In most European countries, the holiday season is about to start. For many people this is also the time of the year they will travel abroad and discover new places. When travelling abroad it might require you to speak another language than your mother tongue. Which country in Europe would be able to speak most foreign languages?
The European Union publishes Open Data for each country on how many different languages are learned per pupil in secondary education, both at lower and upper level (ISCED level 2 and ISCED level 3, read more about the levels here). The number is obtained by dividing the total number of pupils learning a foreign language by the number of pupils at that level. A foreign language is defined as follows by the European Union: "A foreign language is recognised as such in the curriculum or other official document relating to education in the country. Irish, Luxembourgish and regional languages are excluded, although provision may be made for them in certain Member States.
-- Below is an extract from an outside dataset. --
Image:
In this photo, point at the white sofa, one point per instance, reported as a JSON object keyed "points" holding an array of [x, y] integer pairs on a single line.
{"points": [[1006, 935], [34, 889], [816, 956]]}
Allowing for exceptions, when one of the national languages is taught in schools where it is not the teaching language, it is not considered as a foreign language." The number of languages taught in upper secondary schools can be found in the table below.
Note that some of the larger countries, such as Spain and the UK, are missing. Unfortunately their data was missing from the data set used to calculate this table. Looking at the results, one can conclude that Luxembourg is the country where most languages are learned during secondary upper education. An explanation for this can found in the fact that Luxembourg has three official languages, French, German and Luxembourgish. Although, as explained earlier, Luxembourgish does not count as an official language in the data set.